KPK Lacak Uang Haram Jabatan Desa, TPPU Mengintai Eks Bupati Pati Sudewo

Albani Wijaya
Albani Wijaya
Diperbarui 4 Februari 2026 11:55 WIB
Bupati Pati nonaktif, Sudewo (Foto: Dok.MI)
Bupati Pati nonaktif, Sudewo (Foto: Dok.MI)

Jakarta, MI – Komisi Pemberantasan Korupsi (KPK) membuka peluang menerapkan pasal Tindak Pidana Pencucian Uang (TPPU) dalam penyidikan kasus dugaan pemerasan terkait pengisian jabatan perangkat desa di lingkungan Pemerintah Kabupaten (Pemkab) Pati. 

Kasus ini menjerat Bupati Pati, Sudewo bersama tiga orang lainnya sebagai tersangka.
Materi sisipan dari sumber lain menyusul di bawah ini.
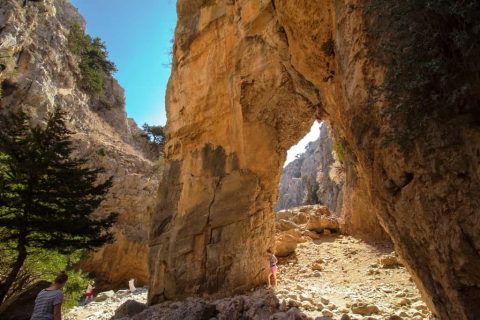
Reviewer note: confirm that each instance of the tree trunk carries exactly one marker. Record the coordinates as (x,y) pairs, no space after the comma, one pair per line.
(15,268)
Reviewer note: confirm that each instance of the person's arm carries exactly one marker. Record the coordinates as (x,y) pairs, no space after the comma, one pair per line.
(57,312)
(57,306)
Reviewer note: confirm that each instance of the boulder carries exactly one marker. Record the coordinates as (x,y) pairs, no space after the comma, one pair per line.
(128,309)
(389,261)
(285,225)
(20,307)
(364,309)
(318,223)
(286,242)
(102,296)
(300,218)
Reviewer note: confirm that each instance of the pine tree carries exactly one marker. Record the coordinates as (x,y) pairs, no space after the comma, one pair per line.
(47,196)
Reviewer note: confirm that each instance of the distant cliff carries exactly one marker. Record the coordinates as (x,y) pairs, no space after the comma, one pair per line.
(39,71)
(313,177)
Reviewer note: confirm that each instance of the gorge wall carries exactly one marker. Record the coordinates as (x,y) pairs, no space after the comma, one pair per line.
(248,79)
(314,177)
(38,73)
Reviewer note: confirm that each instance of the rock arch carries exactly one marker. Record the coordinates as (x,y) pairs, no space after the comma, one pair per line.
(248,79)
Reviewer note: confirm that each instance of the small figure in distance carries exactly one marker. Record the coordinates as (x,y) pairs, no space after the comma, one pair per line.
(272,271)
(131,285)
(48,304)
(89,292)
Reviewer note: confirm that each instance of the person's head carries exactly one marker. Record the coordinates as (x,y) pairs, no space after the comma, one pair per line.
(61,279)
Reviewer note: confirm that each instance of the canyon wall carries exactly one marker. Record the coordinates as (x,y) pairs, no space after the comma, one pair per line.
(248,78)
(314,177)
(39,73)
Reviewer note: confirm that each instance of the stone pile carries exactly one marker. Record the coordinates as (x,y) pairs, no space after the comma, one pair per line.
(110,304)
(302,224)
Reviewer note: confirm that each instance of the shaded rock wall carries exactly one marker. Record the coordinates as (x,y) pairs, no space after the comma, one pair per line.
(40,73)
(315,176)
(248,77)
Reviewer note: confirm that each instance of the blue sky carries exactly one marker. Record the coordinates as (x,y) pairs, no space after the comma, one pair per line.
(138,37)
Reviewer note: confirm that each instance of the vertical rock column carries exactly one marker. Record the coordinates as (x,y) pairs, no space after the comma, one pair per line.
(235,105)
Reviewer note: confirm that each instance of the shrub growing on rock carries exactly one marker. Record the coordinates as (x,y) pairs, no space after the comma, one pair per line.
(47,196)
(94,63)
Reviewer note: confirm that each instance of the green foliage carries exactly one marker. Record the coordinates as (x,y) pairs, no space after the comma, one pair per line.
(102,152)
(155,134)
(47,196)
(94,63)
(429,50)
(328,47)
(46,264)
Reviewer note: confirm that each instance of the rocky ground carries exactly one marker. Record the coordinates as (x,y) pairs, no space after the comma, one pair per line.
(337,275)
(105,305)
(323,275)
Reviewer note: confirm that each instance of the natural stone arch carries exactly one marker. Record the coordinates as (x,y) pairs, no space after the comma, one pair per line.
(248,78)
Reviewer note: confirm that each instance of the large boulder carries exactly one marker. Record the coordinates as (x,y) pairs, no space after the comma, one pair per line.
(319,223)
(20,307)
(102,296)
(285,225)
(286,242)
(128,309)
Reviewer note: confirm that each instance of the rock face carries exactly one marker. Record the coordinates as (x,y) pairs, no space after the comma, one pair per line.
(25,299)
(248,79)
(39,73)
(315,176)
(301,224)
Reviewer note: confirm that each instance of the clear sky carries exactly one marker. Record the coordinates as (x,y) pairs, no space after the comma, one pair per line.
(138,37)
(300,146)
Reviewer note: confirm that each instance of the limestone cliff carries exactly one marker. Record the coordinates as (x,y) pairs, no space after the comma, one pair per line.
(248,79)
(38,73)
(314,177)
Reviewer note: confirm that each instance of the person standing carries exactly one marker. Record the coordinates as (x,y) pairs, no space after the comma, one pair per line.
(89,292)
(48,304)
(272,272)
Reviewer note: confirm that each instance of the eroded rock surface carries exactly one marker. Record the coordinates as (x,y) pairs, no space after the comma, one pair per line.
(314,177)
(41,73)
(248,78)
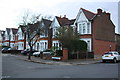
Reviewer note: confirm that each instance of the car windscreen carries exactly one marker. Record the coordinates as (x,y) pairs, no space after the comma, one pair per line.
(108,53)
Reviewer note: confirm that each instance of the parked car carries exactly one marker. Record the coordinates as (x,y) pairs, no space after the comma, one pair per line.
(36,54)
(26,51)
(47,51)
(5,50)
(111,56)
(44,52)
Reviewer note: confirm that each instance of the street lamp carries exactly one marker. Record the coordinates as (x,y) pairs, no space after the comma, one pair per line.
(110,47)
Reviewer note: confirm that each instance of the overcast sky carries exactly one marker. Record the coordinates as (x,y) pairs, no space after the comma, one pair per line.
(12,10)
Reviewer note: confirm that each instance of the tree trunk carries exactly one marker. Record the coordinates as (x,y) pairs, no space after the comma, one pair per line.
(29,56)
(77,54)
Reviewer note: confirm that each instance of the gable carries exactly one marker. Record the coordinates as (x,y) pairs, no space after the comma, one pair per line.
(81,17)
(55,23)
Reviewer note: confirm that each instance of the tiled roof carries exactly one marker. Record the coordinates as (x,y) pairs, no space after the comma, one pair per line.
(8,30)
(46,22)
(90,15)
(14,30)
(65,21)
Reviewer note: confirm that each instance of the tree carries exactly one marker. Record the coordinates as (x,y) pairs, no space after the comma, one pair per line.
(70,38)
(28,21)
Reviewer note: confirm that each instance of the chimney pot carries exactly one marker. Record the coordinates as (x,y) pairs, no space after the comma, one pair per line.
(99,11)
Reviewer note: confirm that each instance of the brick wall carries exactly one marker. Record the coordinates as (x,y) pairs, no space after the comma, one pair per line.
(100,46)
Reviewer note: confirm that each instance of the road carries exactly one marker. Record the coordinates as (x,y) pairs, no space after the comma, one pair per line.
(16,68)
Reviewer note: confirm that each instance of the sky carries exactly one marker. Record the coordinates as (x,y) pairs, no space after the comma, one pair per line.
(11,11)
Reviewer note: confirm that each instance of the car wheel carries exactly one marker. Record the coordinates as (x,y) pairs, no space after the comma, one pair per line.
(103,61)
(114,60)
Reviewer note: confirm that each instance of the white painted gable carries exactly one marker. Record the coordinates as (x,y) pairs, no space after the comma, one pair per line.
(81,17)
(55,23)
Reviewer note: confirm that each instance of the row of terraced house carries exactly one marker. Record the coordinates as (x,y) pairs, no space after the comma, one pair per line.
(96,29)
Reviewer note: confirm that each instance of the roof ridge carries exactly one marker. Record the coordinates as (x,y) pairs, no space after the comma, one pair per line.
(88,11)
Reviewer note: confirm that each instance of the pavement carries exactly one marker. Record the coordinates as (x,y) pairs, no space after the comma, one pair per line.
(54,62)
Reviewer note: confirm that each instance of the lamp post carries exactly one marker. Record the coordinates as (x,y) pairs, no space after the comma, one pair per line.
(110,47)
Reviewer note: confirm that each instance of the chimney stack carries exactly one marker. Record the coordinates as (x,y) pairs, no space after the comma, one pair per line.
(99,11)
(64,16)
(108,14)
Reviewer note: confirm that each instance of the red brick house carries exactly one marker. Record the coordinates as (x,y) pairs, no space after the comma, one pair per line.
(97,30)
KPK menegaskan penelusuran aliran dana hasil dugaan pemerasan akan dilakukan secara paralel selama proses penyidikan.

Juru Bicara KPK, Budi Prasetyo mengatakan bahwa pelacakan aliran uang menjadi bagian penting untuk mendukung pemulihan aset.

"Tentu ini untuk memitigasi supaya nanti asset recovery-nya juga optimal," kata Budi, dikutip Rabu (4/2/2026).
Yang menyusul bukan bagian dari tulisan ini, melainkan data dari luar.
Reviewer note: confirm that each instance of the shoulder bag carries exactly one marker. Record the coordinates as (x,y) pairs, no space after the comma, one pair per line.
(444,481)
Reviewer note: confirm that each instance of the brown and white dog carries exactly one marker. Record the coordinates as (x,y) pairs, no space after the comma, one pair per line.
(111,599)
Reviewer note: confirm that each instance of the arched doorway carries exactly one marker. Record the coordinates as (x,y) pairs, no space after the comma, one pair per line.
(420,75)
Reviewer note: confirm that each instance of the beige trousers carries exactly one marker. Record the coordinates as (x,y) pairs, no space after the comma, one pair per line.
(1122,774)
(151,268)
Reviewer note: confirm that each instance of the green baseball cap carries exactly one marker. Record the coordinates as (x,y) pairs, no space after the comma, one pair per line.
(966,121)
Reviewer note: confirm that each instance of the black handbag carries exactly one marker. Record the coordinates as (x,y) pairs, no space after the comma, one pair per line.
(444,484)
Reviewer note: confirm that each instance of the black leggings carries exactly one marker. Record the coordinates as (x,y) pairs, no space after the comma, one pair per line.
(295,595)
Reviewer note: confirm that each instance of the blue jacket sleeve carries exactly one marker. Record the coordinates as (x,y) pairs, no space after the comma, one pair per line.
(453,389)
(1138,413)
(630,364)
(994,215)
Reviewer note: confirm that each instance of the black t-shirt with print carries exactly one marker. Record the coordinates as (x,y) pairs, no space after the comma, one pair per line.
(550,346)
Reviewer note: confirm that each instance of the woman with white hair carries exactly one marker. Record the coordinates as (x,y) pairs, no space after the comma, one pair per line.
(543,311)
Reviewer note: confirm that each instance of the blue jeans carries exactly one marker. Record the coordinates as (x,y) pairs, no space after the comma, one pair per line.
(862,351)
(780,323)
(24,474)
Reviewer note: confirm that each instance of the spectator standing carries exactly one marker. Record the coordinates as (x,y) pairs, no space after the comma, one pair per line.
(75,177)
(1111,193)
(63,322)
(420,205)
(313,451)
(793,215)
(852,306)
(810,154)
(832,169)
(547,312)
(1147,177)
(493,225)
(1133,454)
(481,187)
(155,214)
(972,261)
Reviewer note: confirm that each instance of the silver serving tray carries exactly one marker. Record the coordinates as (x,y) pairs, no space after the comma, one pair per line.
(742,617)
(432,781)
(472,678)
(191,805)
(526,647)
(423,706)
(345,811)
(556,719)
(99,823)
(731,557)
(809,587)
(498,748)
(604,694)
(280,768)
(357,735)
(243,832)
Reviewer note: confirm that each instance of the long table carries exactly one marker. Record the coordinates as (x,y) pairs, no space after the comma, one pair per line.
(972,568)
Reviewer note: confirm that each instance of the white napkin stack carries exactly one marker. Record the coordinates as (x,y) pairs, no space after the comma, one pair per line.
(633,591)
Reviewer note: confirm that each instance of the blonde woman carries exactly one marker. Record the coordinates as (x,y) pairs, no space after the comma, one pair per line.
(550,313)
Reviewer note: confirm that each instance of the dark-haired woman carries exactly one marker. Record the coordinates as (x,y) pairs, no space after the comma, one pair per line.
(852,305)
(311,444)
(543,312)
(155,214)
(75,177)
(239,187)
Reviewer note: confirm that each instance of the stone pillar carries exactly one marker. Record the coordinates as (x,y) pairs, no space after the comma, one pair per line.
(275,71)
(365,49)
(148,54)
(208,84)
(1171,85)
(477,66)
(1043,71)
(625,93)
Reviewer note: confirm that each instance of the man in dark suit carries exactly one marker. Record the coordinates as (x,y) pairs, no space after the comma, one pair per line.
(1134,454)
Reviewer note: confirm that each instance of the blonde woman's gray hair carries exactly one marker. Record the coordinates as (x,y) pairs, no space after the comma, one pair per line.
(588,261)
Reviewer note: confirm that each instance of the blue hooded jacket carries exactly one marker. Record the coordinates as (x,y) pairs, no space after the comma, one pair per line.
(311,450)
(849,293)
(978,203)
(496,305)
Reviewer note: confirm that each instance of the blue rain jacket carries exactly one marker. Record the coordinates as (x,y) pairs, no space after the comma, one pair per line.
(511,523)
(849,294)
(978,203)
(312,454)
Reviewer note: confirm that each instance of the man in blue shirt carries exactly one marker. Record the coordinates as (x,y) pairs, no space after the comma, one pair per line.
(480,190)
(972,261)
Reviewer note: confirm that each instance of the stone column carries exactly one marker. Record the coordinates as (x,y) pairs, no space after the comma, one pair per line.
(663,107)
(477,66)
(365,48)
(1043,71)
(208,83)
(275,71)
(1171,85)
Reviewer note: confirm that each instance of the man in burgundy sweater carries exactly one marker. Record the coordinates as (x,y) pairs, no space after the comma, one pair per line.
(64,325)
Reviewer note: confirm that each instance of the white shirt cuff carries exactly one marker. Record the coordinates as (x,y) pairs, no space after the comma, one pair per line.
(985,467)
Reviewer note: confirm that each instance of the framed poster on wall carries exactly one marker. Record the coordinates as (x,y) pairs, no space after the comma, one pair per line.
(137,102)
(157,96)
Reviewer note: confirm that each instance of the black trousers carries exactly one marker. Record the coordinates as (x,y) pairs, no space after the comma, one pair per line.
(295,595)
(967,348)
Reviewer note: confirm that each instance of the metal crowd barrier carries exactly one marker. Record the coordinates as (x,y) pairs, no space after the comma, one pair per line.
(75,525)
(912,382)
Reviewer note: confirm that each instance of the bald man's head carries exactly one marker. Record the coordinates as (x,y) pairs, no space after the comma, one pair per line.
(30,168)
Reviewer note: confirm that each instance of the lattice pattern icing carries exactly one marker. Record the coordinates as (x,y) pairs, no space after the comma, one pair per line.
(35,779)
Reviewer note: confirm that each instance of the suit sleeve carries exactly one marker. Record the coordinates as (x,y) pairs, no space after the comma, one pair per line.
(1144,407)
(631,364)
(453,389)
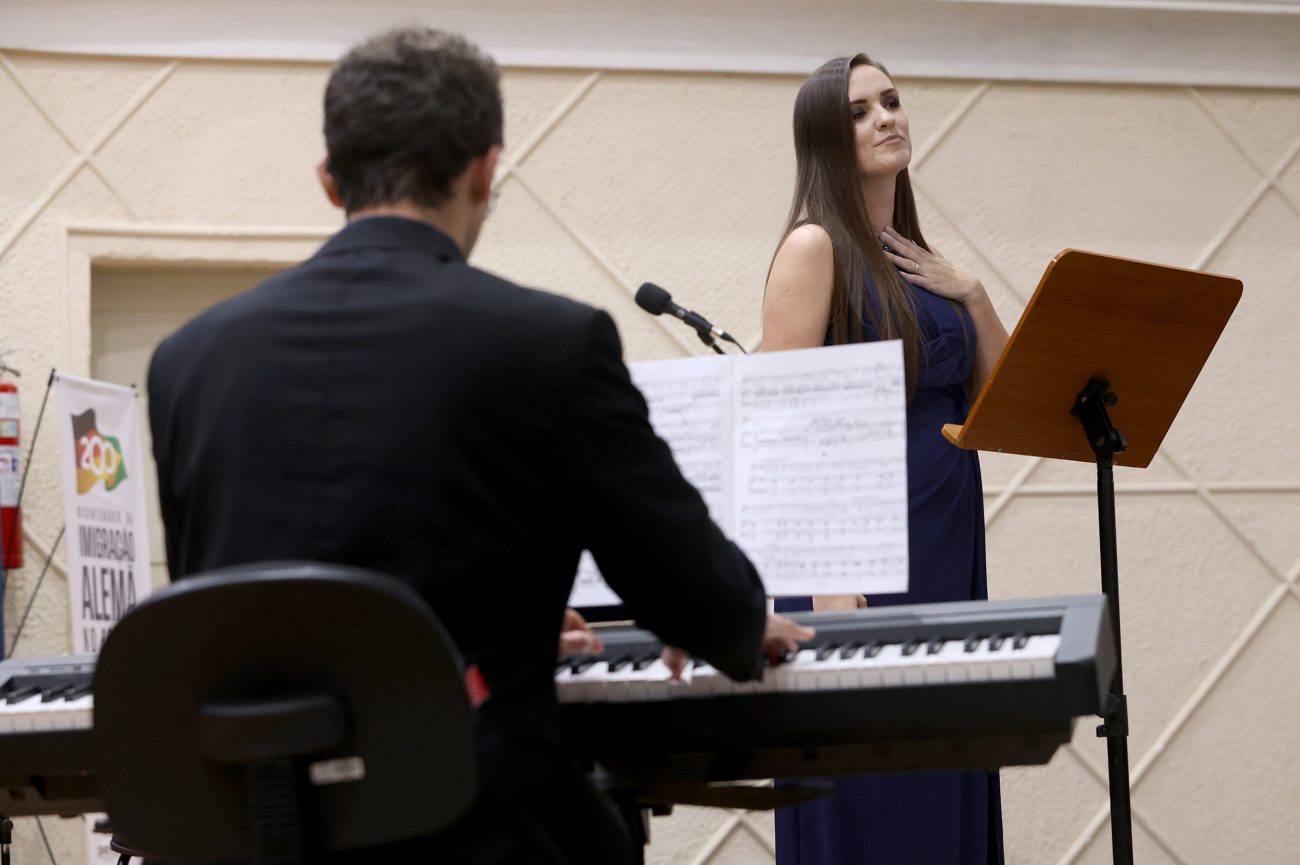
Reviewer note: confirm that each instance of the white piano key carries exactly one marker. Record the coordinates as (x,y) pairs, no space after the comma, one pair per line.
(888,662)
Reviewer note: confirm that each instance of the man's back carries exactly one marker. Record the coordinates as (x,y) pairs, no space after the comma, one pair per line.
(390,407)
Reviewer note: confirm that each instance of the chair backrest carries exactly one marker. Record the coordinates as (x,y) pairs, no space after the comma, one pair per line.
(343,673)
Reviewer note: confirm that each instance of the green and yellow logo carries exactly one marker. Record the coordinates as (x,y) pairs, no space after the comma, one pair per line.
(99,458)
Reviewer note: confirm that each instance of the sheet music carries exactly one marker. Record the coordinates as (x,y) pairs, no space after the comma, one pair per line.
(800,455)
(690,407)
(822,468)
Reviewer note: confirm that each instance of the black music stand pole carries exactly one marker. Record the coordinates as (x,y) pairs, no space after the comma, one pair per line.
(1090,407)
(1100,319)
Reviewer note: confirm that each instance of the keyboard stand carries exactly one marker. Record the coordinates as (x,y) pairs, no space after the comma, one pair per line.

Budi menjelaskan, penyidik akan menelusuri pergerakan dana yang diduga berasal dari praktik pemerasan tersebut, termasuk kemungkinan perubahan bentuk aset.

Ia menambahkan bahwa penyidik akan memeriksa apakah dana tersebut masih dalam bentuk tunai, sudah dialihkan ke bentuk aset lain, atau disembunyikan di tempat tertentu.
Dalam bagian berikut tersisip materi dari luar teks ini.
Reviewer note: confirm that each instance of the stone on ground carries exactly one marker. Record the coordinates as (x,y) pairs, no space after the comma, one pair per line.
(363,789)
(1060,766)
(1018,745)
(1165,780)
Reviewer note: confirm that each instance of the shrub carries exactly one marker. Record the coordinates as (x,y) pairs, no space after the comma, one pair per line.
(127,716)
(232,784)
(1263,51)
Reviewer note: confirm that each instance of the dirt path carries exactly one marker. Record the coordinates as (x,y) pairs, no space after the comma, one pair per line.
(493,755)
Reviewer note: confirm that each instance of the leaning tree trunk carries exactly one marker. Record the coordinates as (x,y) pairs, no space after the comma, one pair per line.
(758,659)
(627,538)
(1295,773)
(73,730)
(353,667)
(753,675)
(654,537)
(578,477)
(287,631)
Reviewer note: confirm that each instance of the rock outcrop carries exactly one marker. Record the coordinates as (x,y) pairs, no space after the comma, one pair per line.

"Apakah masih dalam bentuk rupiah atau sudah beralih wujud, atau disembunyikan di tempat lain. Itu semuanya akan ditelusuri," ungkapnya. 

Meski membuka peluang menerapkan pasal TPPU, Budi menegaskan bahwa saat ini penyidik masih memprioritaskan pembuktian tindak pidana asal.

"Namun demikian, kami masih fokus dulu ke predicat crime-nya di Pasal 12 huruf e (UU Tipikor)," ujarnya.

Adapun, Pasal 12 huruf e Undang-Undang Tindak Pidana Korupsi tersebut mengatur dugaan pemerasan oleh penyelenggara negara yang berkaitan dengan jabatan.

Sebelumnya, KPK telah resmi menetapkan Bupati Pati Sudewo bersama tiga orang lainnya sebagai tersangka dalam kasus ini. 

Penetapan status tersangka ini merupakan lanjutan dari Operasi Tangkap Tangan (OTT) yang dilakukan lembaga antirasuah di wilayah Pati, pada Senin (19/1/2026).

Dalam operasi senyap tersebut, tim lembaga antirasuah berhasil menyita barang bukti berupa uang tunai senilai Rp 2,6 miliar yang diduga berasal dari sejumlah calon perangkat daerah. 

Adapun, ketiga tersangka lainnya adalah YON selaku Kades Karanggawa Kecamatan Jakenan, ZION selaku Kades Arumanis Kecamatan Jakenan, serta JAN Kades selaku Sukorukun Kecamatan Jakenan.